# Halfmoon Plakat Contest



## lillyandquigly (Nov 24, 2011)

I need two judges so please pm me if you will be online on the 17th of January. Fish must be an Hmpk. There will be two classes, female and male. Example of what your entry should look like.
Name: Lillian
Fish's name: Helen
Class: Female
Picture of fish. 
______________________________________________________________
Entries will not be accepted past the sixteenth of January. Results will be in on the 20th of January (Unless there's a lot more entries then expected). There will be a first second and third place winner for each class. First place winner will recieve an animated picture of their fish. Second place will recieve a black and white animated picture of their fish. Third place will recieve a drawing of their fish by me. 
*************************************************************
Again the fish has to be an HmPk, and I need two judges so pm me if you will be online on the 17th of January. Thanks, LaQ


----------



## LebronTheBetta (Apr 23, 2012)

HMPK only?

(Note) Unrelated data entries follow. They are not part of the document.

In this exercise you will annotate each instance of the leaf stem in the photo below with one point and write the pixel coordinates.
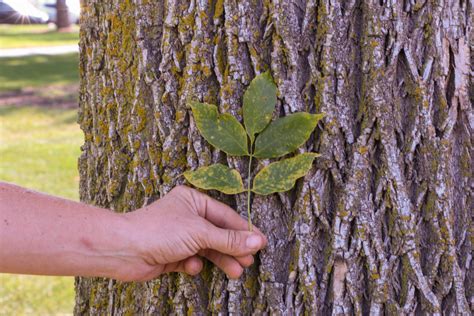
(248, 193)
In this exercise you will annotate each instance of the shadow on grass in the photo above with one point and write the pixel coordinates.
(20, 72)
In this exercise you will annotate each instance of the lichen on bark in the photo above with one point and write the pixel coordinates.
(381, 224)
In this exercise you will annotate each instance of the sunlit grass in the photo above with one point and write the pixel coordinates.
(21, 36)
(17, 73)
(39, 147)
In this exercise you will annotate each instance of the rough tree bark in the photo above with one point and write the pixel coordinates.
(383, 222)
(62, 15)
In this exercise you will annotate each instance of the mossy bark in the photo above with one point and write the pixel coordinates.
(383, 222)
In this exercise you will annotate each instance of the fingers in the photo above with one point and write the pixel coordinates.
(192, 266)
(245, 261)
(226, 263)
(236, 243)
(220, 214)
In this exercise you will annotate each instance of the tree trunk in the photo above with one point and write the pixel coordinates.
(383, 222)
(62, 15)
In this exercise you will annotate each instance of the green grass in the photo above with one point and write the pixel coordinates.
(39, 147)
(21, 36)
(17, 73)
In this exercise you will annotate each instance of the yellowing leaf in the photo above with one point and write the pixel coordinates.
(285, 134)
(259, 103)
(280, 176)
(216, 177)
(222, 131)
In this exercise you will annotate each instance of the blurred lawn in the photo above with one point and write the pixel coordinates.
(39, 147)
(17, 73)
(21, 36)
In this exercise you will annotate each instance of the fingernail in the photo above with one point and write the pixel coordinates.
(254, 242)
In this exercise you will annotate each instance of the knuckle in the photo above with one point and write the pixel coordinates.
(233, 240)
(180, 189)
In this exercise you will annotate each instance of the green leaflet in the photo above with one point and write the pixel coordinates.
(216, 177)
(280, 176)
(285, 134)
(271, 139)
(259, 104)
(222, 131)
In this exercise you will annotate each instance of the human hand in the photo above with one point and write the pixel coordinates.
(172, 234)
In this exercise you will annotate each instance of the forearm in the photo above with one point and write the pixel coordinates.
(42, 234)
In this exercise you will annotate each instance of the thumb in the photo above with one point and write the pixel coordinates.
(234, 242)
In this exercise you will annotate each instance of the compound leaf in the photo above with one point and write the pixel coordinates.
(216, 177)
(222, 131)
(280, 176)
(259, 103)
(285, 134)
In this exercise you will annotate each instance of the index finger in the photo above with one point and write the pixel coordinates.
(220, 214)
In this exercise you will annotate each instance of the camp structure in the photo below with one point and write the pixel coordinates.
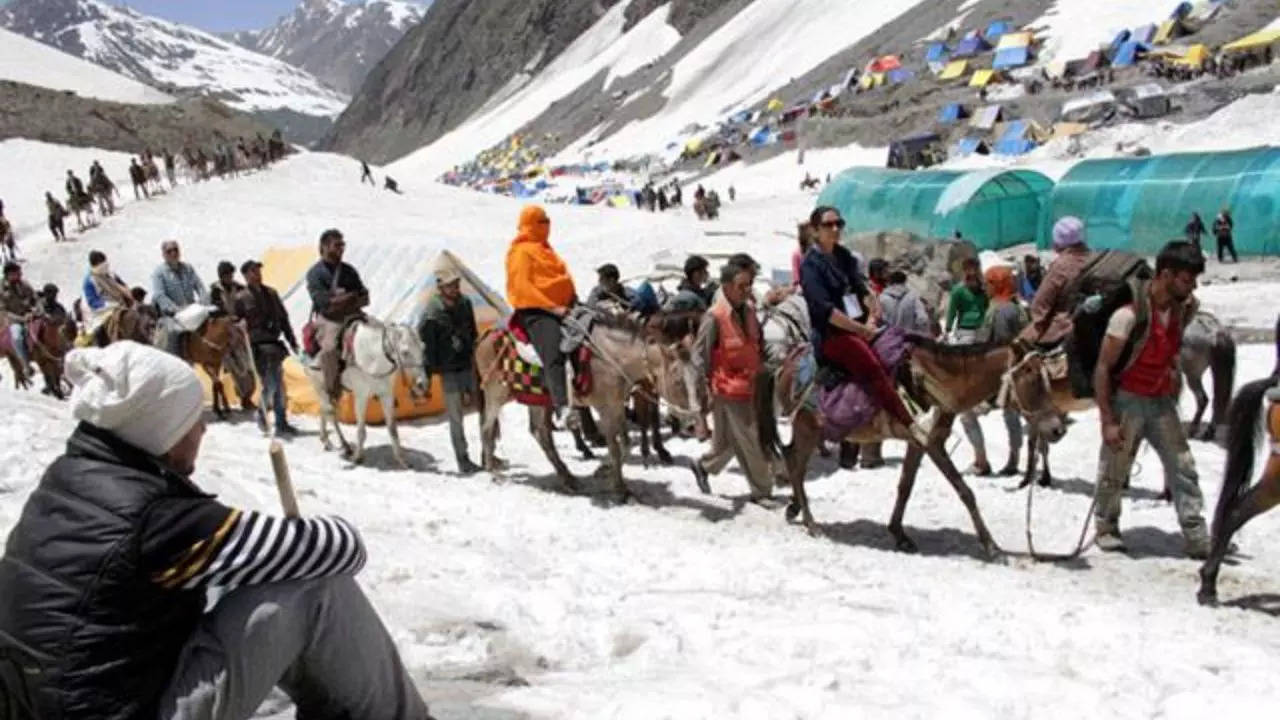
(995, 208)
(987, 117)
(401, 279)
(954, 69)
(1138, 204)
(1013, 51)
(952, 113)
(1093, 108)
(915, 151)
(972, 45)
(1144, 101)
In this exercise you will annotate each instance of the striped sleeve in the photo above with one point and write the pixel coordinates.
(251, 548)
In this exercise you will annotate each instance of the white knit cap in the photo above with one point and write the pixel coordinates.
(138, 393)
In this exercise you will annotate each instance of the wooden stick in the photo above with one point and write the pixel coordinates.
(283, 483)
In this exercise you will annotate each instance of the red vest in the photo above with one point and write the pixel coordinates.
(1150, 373)
(736, 356)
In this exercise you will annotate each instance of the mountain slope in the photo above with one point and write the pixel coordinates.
(31, 63)
(172, 57)
(338, 42)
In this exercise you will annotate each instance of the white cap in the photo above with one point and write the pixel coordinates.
(138, 393)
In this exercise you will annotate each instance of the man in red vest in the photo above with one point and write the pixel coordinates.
(730, 352)
(1137, 384)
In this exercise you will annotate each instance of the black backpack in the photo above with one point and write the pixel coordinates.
(1118, 278)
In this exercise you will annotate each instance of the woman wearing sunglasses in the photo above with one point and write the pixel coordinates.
(844, 311)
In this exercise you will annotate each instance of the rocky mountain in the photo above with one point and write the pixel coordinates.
(338, 42)
(181, 60)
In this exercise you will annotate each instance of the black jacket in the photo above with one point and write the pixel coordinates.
(448, 336)
(86, 630)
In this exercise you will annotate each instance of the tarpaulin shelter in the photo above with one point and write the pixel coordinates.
(982, 78)
(883, 64)
(401, 279)
(952, 113)
(987, 117)
(1260, 40)
(1091, 108)
(970, 45)
(954, 69)
(1139, 204)
(992, 208)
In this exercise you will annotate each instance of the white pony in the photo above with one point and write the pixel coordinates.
(379, 352)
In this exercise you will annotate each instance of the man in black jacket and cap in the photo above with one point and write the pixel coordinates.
(104, 577)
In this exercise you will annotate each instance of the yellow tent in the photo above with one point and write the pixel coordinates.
(401, 281)
(954, 69)
(1256, 41)
(982, 78)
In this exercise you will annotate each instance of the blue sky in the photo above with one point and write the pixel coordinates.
(216, 16)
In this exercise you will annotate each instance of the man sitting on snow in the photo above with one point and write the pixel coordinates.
(104, 577)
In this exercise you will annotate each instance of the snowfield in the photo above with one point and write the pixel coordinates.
(32, 63)
(512, 600)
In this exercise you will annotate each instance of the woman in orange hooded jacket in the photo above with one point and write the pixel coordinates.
(540, 291)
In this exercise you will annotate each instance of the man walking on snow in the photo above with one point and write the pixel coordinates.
(1137, 384)
(337, 296)
(105, 577)
(728, 350)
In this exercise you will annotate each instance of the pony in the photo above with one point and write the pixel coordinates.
(952, 379)
(1239, 502)
(379, 352)
(622, 358)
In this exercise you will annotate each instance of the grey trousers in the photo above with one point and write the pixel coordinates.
(736, 434)
(1152, 419)
(320, 641)
(973, 431)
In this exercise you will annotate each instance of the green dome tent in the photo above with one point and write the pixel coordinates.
(1139, 204)
(993, 209)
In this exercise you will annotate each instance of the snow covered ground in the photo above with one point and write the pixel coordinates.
(693, 606)
(32, 63)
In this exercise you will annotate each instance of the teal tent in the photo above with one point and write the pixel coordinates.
(1139, 204)
(993, 208)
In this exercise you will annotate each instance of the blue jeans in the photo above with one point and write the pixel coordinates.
(269, 361)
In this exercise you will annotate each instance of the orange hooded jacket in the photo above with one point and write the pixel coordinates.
(536, 277)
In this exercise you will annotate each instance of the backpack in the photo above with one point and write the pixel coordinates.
(1118, 278)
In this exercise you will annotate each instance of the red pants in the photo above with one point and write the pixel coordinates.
(863, 365)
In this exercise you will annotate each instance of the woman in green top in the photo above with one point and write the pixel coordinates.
(968, 304)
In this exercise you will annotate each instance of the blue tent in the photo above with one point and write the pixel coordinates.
(951, 113)
(1011, 58)
(899, 76)
(996, 28)
(970, 46)
(1014, 141)
(1128, 54)
(1144, 33)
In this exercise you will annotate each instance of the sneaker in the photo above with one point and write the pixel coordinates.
(1110, 541)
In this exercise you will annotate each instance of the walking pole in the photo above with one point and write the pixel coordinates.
(283, 482)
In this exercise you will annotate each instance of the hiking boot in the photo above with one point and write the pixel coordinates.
(700, 477)
(1110, 541)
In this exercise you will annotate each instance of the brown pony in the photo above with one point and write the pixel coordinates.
(951, 378)
(1239, 502)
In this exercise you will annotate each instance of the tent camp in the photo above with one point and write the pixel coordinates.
(1127, 203)
(955, 69)
(972, 45)
(987, 117)
(952, 113)
(1092, 108)
(1143, 101)
(996, 208)
(401, 281)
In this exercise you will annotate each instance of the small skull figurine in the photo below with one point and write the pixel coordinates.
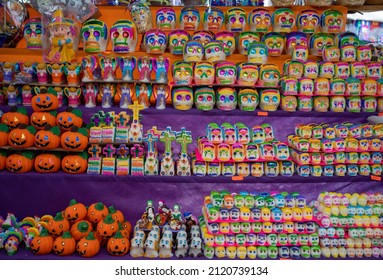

D: Aww.... Can I be a judge?  And did you get permission? I always ask that. lol


----------



## lillyandquigly (Nov 24, 2011)

Yeah I got permission, and yeah you can be a judge! Sorry it's only hmpk's, maybe I'll do ct's sometime So I only need one more judge now!


----------



## LebronTheBetta (Apr 23, 2012)

Thanks!  Oh, and I have like, PKs and VTs, too. I feel so left out from people who have other tail types... ^^; lol


----------



## lillyandquigly (Nov 24, 2011)

I guess it could be pk's too, Edit: There will be four category's now, same category's and everything exept now there will be pk female and males too. Same prizes and everything Lol yeah now I realize how that could make people feel left out, now there will be more


----------



## lillyandquigly (Nov 24, 2011)

bummmp


----------



## madmonahan (Aug 26, 2012)

Can I be a judge?


----------



## lillyandquigly (Nov 24, 2011)

yeah sure, will you be online on the 17th?


----------



## dramaqueen (Jul 7, 2008)

Yes, she got permission.


----------



## madmonahan (Aug 26, 2012)

Maybe, any specific time?


----------



## hannah16 (Mar 3, 2011)

Name: Hannah
Fish's name: Zeke
Class: Male


----------



## lillyandquigly (Nov 24, 2011)

um let's say 5:30 @Mad


----------



## lillyandquigly (Nov 24, 2011)

also because pk's are now welcome for entry, along with the class please state weather the fish is an hmpk or a pk


----------



## hannah16 (Mar 3, 2011)

hannah16 said:


> Name: Hannah
> Fish's name: Zeke
> Class: Male


He is a HMPK


----------



## lillyandquigly (Nov 24, 2011)

thanks for your entry!


----------



## madmonahan (Aug 26, 2012)

I don't know if we have the same time. XD what time is it for you at the moment?


----------



## lillyandquigly (Nov 24, 2011)

9:25 a.m.


----------



## madmonahan (Aug 26, 2012)

Hhhmmm we are a few hours apart....so 5:30 there is 8:30 pm here. I might not be able to do that... I'm very sorry.


----------



## lillyandquigly (Nov 24, 2011)

what's a time you would be online?


----------



## LebronTheBetta (Apr 23, 2012)

Hm... Maybe you should search the time for the other time zones and post it here. I'm in the east so it's different from central like yours. Right now it's 2pm sharp.


----------



## lillyandquigly (Nov 24, 2011)

so your one hour ahead of me, and mad is three hours


----------



## crowntaillove3 (Dec 26, 2012)

I would love to enter or be a judge, but you already have two judges and I only have two crowntails! Good luck to all of the contestants!


----------



## lillyandquigly (Nov 24, 2011)

thanks! Sorry you can't judge:|


----------



## Fabian (Dec 16, 2011)

Name: Fabian
Fish's name: Fizz
Class: Male
Type:HMPK


----------



## Fabian (Dec 16, 2011)

This is a good competition!!
How many entries are allowed by everyone?
Just asking :-D


----------



## tanseattle (Jun 28, 2012)

*Here is my RWB Patriot*

Name: Tanseattle
Fish's name: Patriot
Class: Male
Type:HMPK


----------



## lillyandquigly (Nov 24, 2011)

Two entries per person


----------



## lillyandquigly (Nov 24, 2011)

Thanks for your entries guys!


----------



## tanseattle (Jun 28, 2012)

*Female HMPK*

Name: Tanseattle
Fish's name: Fekoi
Class: Female
Type:HMP


----------



## lillyandquigly (Nov 24, 2011)

thanks Tanseattle


----------



## BlueLacee (Dec 8, 2013)

So beautiful, if only I had one


----------



## charislynne (May 2, 2013)

I have a plakat!


----------



## Destinystar (May 26, 2012)

This contest is over a year old and will be closed. Please check the dates before you post...thanks


----------